The Physical Bottleneck of AI Expansion
As AI systems continue to scale, the physical limits of copper cable transmission are becoming a real constraint in data centers.
At the ceremony, Jensen Huang explained that when 576 GPUs operate as a single system across eight racks—as designed for the upcoming NVIDIA Vera Rubin Ultra NVL576—copper cables can no longer handle the signal transmission between racks. As signal rates increase, the effective transmission distance over metal traces shrinks. Forcing a connection across eight racks with copper would require a data center to expend significant power on signal conditioning and retimers, power that could otherwise be used for computation.
While optical solutions incur a one-time electrical-to-optical conversion loss, once converted, distance adds almost no extra cost. At the scale of NVL576, optical interconnects are the most energy-efficient choice.
Jim Anderson distilled this logic into a single statement: "AI runs on compute but scales on connectivity—and Sherman is the manufacturing site for that connective tissue."
Six-Inch InP Wafers: A Technological Lever for Capacity Leap
The facility in Sherman operates what Coherent calls the world's first six-inch indium phosphide (InP) mass production line. This specification holds significant meaning in the compound semiconductor field.

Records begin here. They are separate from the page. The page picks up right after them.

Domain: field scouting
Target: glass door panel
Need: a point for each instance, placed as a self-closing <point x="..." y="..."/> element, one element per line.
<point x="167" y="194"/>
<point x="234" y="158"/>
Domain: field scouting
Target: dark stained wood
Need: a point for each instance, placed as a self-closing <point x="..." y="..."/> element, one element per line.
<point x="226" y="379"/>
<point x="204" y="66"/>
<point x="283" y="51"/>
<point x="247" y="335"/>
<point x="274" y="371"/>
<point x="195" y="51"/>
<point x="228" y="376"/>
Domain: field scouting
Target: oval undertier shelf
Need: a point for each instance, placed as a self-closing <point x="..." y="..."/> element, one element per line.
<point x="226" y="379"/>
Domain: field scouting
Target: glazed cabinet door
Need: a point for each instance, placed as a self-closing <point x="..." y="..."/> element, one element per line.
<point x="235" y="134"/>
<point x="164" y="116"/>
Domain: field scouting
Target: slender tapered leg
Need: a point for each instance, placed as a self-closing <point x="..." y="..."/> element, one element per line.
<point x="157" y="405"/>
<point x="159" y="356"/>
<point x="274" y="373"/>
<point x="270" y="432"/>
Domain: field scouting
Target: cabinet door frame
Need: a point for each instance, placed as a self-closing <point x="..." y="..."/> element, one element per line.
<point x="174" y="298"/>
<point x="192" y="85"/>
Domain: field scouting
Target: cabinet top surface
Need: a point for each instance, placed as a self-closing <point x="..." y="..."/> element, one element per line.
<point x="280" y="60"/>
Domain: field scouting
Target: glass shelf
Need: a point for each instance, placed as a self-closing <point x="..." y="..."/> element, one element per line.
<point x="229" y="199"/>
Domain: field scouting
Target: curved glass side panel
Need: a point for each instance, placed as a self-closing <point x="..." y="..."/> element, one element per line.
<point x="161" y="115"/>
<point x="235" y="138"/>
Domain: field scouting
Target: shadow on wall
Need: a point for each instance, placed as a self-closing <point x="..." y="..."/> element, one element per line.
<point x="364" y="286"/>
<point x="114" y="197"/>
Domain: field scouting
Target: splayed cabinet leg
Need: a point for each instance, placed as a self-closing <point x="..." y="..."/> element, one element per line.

Most global InP production lines are still based on three-inch or four-inch wafers. Since wafer area is proportional to the square of the diameter, upgrading from three to six inches roughly quadruples the usable area. This directly increases the number of devices produced per batch and significantly reduces unit costs. This improvement in yield and cost structure is precisely the supply foundation needed for large-scale AI infrastructure build-out.
At the ceremony, Jensen Huang noted that building the first production line took 50 years, but capacity has quadrupled in the past year alone, which itself is a measure of accelerating compute demand.
The expanded facility will produce InP wafers, which will ultimately be packaged into pluggable optical modules—similar in size to a USB flash drive—that plug directly into the front panel of NVIDIA network switches, transmitting data between data center racks where copper cannot reach. These modules also provide the external laser sources for NVIDIA's Spectrum-X Photonics and Quantum-X Photonics co-packaged optical switches.
Dual Drivers: Public Funding and Private Capital
The expansion is being supported by both public and private funding.
On the public side, Coherent announced $50 million in CHIPS Act funding, in addition to approximately $17 million in earlier support from the Texas CHIPS program and the Sherman Economic Development Corporation. The total CHIPS Act program is valued at approximately $50 billion, aimed at bringing chip manufacturing back to U.S. soil.
On the private capital side, NVIDIA announced in March a $2 billion investment in Coherent to support R&D, future capacity expansion, and U.S.-based manufacturing, accompanied by a multi-billion-dollar purchase commitment for advanced laser and optical networking products. NVIDIA had previously announced plans, through industry partnerships, to build new bases in Arizona and Texas, aiming to produce up to $500 billion worth of AI infrastructure in the United States.
At the ceremony, Jensen Huang stated, "Coherent is a world-class company, and the work you do is essential to our future, to the future of AI, and to the reindustrialization of America."